None of the retired pilots are suspected of violating the Official Secrets Act, the British law that covers espionage, sabotage and other crimes. But the official said that Britain was determined to tighten the controls on retired service members to guard against training activities that could contravene espionage laws.
“We are taking decisive steps to stop Chinese recruitment schemes attempting to head hunt serving and former U.K. Armed Forces pilots to train People’s Liberation Army personnel in the People’s Republic of China,” said a spokesman for the Defense Ministry, who, under department rules, spoke on the condition that he not be named.
Britain, however, does not have obvious legal tools to stop retired pilots from accepting training contracts from the Chinese army. The contracts are lucrative — about $270,000 a year — and are particularly attractive to pilots who retired from active duty several years ago, the official said.
China, the official said, has contracted the recruiting to a third party, a private test flying academy in South Africa.
The British official declined to say which allies had been involved in investigating the practice, but he suggested that their pilots had also been targets for recruitment.
None of the pilots recruited by the Chinese operated the F-35, the most advanced and expensive fighter jet in the British fleet.
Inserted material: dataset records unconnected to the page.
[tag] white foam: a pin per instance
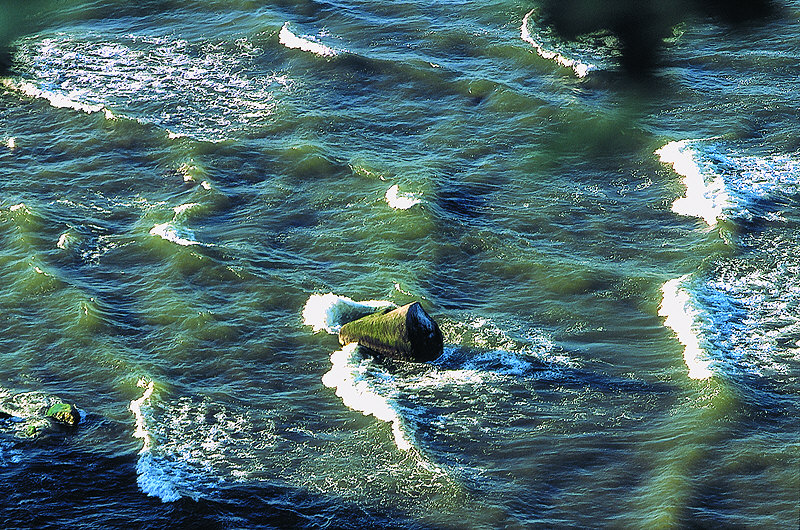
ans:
(183, 208)
(329, 312)
(177, 235)
(202, 91)
(580, 68)
(706, 196)
(57, 100)
(305, 43)
(348, 375)
(151, 477)
(681, 316)
(400, 201)
(63, 241)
But several have flown older-generation warplanes like the Typhoon, Harrier, Jaguar and Tornado, according to the official. Though the pilots train their Chinese counterparts on Chinese planes, he said, the Chinese were eager to learn about British and Western tactics and procedures.
Relations between Britain and China have deteriorated sharply in recent years, with the government in London denouncing Beijing’s crackdown on pro-democracy activists in Hong Kong, a former British colony. In July 2020, the government of Prime Minister Boris Johnson banned the purchase of equipment from Huawei, the Chinese telecommunications giant, for its high-speed broadband network on national security grounds.
Under Mr. Johnson, China was designated as a “systemic competitor,” reflecting his government’s desire to balance criticism of Beijing’s human rights abuses with a continuation of trade relations. But the current prime minister, Liz Truss, has further hardened Britain’s stance. She is expected to designate China as a “threat” in an updated version of a defense and foreign policy review.